SVM Tutorial: How to classify text in R

In this tutorial I will show you how to classify text with SVM in R.

rlogo

The main steps to classify text in R are:

  1. Create a new RStudio project
  2. Install the required packages
  3. Read the data
  4. Prepare the data
  5. Create and train the SVM model
  6. Predict with new data

Step 1: Create a new RStudio Project

To begin with, you will need to download and install the RStudio development environment.

Once you installed it, you can create a new project by clicking on "Project: (None)" at the top right of the screen :

svm tutorial : create r studio project
Create a new project in R Studio

This will open the following wizard, which is pretty straightforward:

svm tutorial : create r project
Select "New Directory"
svm tutorial : create empty r project
We will create an empty project
svm tutorial : name the project
Name your project and you are done

Now that the project is created, we will add a new R Script:

svm tutorial : create r script

You can save this script, by giving the name you wish, for instance "Main"
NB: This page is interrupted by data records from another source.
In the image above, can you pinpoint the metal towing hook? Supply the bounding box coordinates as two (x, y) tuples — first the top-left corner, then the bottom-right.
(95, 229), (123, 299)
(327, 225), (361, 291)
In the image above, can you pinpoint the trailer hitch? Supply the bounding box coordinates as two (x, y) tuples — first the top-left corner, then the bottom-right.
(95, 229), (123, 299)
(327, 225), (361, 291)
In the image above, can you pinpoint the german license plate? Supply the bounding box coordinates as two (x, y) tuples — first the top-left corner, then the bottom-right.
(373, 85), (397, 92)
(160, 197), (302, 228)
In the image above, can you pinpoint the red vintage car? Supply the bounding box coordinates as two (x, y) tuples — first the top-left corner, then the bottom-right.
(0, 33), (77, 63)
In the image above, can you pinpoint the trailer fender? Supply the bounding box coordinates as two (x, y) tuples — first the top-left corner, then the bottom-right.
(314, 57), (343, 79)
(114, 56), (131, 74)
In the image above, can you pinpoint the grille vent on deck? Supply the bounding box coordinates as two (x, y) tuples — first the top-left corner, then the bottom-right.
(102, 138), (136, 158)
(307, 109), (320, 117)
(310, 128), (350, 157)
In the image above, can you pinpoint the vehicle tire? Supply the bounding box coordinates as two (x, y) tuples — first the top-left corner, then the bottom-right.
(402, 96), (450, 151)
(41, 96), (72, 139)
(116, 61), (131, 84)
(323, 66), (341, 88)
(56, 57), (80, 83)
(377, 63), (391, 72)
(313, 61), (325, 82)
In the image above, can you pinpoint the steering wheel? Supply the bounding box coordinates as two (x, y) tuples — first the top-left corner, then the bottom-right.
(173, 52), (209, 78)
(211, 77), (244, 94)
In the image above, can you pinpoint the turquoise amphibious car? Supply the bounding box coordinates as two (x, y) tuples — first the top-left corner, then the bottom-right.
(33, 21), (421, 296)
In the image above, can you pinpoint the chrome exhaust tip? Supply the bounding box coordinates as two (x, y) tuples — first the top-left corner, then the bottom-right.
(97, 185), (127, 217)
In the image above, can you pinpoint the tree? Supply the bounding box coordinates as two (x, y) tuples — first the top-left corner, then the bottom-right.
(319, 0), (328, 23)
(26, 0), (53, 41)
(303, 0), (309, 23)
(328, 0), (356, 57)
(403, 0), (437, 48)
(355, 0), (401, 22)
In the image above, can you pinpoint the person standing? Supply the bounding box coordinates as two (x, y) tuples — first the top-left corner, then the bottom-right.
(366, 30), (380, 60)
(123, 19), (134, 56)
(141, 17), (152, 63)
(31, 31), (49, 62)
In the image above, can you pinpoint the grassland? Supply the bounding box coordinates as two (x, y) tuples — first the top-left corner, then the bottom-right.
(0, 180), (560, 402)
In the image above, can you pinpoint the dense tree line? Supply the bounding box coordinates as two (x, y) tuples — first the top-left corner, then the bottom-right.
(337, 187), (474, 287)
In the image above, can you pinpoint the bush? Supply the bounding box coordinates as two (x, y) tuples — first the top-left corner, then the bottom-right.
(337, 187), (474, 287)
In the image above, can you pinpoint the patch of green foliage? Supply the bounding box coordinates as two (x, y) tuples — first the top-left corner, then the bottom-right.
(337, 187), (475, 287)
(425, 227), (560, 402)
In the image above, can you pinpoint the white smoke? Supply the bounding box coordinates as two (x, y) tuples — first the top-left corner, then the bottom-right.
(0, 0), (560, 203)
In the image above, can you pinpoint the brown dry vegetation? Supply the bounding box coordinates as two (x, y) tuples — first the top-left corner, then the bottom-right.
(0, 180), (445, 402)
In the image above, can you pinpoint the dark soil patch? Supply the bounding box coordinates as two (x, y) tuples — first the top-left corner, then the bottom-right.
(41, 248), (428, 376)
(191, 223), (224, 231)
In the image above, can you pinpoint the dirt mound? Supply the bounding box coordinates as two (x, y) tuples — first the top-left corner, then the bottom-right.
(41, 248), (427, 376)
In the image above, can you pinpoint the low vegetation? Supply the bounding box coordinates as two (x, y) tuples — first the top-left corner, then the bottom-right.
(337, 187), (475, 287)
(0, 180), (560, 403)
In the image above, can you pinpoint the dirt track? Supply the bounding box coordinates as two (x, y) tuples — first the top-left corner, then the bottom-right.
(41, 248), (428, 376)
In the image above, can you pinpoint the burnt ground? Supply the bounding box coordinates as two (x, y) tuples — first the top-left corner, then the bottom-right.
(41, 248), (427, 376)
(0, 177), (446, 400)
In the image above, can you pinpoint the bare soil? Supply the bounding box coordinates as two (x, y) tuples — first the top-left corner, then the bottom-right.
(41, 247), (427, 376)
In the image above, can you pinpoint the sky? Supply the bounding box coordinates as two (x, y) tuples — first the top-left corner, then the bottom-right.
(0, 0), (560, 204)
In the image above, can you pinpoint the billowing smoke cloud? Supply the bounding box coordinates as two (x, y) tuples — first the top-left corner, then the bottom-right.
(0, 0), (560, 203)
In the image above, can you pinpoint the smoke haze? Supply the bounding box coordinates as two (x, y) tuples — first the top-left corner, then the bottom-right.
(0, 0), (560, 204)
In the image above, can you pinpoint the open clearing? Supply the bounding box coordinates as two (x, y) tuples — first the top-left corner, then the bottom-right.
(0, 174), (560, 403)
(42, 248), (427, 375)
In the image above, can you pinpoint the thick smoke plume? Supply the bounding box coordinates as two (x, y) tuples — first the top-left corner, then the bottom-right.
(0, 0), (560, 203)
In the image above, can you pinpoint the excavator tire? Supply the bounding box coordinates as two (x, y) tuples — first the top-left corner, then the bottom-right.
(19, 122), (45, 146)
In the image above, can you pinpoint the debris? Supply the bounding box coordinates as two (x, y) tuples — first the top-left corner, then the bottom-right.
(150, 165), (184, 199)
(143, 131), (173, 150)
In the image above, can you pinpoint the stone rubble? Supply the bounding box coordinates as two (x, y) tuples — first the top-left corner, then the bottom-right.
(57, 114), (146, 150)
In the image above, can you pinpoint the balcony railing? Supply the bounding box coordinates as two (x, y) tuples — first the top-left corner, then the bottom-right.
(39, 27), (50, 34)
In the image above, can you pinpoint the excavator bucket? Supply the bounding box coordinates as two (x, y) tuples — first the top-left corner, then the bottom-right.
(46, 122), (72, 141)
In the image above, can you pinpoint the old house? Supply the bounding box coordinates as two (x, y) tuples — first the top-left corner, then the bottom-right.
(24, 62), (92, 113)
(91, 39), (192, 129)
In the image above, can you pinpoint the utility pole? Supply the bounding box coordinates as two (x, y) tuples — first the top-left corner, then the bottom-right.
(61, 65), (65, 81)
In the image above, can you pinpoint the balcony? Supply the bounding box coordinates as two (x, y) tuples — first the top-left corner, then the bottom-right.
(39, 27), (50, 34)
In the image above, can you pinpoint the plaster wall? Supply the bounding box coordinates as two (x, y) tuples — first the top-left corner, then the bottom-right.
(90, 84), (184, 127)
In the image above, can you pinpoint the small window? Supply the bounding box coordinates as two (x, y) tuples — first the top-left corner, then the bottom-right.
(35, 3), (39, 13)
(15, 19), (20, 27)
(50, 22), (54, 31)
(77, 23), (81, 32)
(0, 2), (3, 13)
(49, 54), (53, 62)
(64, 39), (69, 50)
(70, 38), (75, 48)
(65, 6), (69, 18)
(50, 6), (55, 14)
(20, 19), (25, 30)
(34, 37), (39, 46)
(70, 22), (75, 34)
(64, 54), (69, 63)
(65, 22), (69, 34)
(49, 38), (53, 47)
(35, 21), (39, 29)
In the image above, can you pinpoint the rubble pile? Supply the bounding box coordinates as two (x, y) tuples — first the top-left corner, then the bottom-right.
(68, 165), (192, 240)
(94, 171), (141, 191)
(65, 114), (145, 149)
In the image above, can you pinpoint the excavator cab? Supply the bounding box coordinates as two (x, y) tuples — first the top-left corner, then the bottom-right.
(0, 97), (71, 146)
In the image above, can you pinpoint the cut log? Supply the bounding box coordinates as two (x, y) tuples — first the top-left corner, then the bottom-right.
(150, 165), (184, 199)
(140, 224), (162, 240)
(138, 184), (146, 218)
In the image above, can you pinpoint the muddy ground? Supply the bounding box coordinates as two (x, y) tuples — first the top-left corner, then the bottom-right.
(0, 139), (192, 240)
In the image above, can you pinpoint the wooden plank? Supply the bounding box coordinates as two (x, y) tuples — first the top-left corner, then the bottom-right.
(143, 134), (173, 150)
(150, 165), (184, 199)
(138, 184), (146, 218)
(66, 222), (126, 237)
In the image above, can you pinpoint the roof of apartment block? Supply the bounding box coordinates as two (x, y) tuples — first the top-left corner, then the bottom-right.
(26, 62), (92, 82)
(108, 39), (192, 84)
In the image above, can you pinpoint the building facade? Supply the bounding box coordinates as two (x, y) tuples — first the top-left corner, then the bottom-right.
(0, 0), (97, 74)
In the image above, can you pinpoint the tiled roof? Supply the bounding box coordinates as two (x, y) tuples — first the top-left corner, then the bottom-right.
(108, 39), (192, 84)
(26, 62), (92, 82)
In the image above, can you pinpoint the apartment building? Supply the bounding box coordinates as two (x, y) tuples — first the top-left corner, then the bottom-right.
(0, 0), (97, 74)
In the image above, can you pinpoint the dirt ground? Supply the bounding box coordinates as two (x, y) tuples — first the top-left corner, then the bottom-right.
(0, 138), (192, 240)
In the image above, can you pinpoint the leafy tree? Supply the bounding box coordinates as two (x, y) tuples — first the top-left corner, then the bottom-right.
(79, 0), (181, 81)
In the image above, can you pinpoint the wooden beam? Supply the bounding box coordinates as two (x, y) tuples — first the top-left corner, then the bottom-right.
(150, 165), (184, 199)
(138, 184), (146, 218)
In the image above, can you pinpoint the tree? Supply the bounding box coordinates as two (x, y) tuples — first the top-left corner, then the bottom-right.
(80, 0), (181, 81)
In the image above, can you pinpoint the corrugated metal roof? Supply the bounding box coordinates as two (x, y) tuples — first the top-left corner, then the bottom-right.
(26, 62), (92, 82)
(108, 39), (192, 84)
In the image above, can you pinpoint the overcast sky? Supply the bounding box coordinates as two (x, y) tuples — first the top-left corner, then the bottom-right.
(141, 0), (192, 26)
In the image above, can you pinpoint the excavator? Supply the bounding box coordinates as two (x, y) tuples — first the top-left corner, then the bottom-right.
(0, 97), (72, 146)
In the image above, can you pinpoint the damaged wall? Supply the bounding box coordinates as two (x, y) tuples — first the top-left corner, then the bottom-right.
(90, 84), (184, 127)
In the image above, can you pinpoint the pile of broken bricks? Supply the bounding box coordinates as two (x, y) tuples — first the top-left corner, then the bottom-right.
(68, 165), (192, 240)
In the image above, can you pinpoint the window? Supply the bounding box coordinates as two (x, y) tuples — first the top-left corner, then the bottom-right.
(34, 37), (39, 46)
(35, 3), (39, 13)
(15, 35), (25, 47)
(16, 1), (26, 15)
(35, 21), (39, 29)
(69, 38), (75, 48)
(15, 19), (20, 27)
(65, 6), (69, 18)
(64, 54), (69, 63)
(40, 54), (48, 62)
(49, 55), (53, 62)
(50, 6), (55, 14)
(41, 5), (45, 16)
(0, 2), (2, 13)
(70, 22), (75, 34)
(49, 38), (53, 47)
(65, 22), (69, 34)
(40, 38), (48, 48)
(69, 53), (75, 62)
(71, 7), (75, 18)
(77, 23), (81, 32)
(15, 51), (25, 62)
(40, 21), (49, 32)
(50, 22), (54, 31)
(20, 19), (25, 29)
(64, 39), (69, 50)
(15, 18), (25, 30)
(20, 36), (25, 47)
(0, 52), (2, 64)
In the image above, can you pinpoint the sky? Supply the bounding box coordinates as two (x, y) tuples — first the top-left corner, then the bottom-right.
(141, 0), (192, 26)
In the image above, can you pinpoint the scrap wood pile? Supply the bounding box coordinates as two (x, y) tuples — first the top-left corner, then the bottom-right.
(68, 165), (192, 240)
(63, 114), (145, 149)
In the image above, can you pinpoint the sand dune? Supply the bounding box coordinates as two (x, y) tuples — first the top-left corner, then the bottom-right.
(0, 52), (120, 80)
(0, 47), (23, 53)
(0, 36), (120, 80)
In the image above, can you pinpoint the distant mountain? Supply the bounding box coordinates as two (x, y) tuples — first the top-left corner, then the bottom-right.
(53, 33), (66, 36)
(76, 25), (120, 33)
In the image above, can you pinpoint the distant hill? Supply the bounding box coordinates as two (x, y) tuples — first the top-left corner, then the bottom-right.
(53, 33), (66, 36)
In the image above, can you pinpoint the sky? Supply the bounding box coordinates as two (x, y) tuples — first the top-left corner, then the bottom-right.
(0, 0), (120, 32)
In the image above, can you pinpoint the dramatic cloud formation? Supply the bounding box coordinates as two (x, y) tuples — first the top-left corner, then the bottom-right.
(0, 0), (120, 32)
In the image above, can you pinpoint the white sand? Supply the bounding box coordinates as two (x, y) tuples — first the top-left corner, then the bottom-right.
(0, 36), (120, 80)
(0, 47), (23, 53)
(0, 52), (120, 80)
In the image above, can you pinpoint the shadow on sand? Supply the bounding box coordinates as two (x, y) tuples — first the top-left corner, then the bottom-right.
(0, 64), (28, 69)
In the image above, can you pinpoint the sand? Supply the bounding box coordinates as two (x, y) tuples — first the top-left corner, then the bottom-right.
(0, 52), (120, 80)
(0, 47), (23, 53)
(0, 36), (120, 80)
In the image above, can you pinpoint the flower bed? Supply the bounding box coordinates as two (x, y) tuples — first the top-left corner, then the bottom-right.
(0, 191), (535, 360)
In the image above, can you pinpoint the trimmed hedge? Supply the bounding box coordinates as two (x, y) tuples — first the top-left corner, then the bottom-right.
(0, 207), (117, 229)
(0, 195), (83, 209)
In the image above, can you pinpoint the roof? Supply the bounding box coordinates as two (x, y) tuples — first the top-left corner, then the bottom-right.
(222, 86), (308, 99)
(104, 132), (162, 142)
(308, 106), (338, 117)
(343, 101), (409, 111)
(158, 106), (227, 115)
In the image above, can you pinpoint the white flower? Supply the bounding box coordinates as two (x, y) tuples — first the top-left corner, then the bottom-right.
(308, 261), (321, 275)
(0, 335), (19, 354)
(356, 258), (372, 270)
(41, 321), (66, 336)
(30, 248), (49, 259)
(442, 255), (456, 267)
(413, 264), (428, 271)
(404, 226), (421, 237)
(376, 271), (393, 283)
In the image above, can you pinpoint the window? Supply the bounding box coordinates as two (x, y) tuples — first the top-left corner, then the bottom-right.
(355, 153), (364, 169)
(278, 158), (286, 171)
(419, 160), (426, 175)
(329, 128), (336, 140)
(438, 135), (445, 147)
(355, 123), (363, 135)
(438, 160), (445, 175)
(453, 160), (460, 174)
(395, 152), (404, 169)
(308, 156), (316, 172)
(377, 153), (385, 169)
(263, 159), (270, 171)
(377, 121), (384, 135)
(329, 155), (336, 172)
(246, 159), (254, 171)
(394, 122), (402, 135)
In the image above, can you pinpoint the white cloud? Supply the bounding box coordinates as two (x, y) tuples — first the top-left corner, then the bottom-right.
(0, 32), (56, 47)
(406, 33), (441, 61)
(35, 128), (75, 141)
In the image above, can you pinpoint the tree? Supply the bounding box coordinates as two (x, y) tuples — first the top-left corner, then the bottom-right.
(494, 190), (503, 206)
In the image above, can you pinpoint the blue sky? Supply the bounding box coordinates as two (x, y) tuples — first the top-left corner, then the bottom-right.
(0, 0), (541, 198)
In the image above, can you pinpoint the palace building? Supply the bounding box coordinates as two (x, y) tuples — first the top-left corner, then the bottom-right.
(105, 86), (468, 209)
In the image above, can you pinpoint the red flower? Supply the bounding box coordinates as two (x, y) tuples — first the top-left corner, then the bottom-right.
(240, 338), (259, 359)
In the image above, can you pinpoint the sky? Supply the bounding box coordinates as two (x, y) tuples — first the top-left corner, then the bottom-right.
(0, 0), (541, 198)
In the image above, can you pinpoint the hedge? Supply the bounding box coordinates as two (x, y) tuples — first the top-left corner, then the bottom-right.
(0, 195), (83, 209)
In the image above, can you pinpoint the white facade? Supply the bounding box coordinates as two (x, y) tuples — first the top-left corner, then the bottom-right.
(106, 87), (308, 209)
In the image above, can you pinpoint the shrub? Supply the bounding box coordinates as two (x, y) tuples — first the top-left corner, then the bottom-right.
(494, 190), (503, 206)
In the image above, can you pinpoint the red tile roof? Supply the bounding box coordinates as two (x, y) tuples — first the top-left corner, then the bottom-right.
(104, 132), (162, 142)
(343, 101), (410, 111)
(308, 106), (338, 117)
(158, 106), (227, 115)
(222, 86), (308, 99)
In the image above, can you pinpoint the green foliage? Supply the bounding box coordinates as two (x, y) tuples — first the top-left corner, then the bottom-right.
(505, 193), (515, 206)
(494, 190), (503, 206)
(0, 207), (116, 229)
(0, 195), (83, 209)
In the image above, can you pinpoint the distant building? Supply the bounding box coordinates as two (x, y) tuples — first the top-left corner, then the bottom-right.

svm tutorial : save R Script in RStudio
Saving our first script

Step 2: Install the required packages

To easily classify text with SVM,  we will use the RTextTools package.

In RStudio, on the right side, you can see a tab named "Packages", select id and then click "Install R packages"

svm tutorial : install packages in rstudio
RStudio list all installed packages

This will open a popup, you now need to enter the name of the package RTextTools.

svm tutorial : install rtextools popup
Be sure to check "Install dependencies"

Once it is installed, it will appear on the package list. Check it to load it in the environment.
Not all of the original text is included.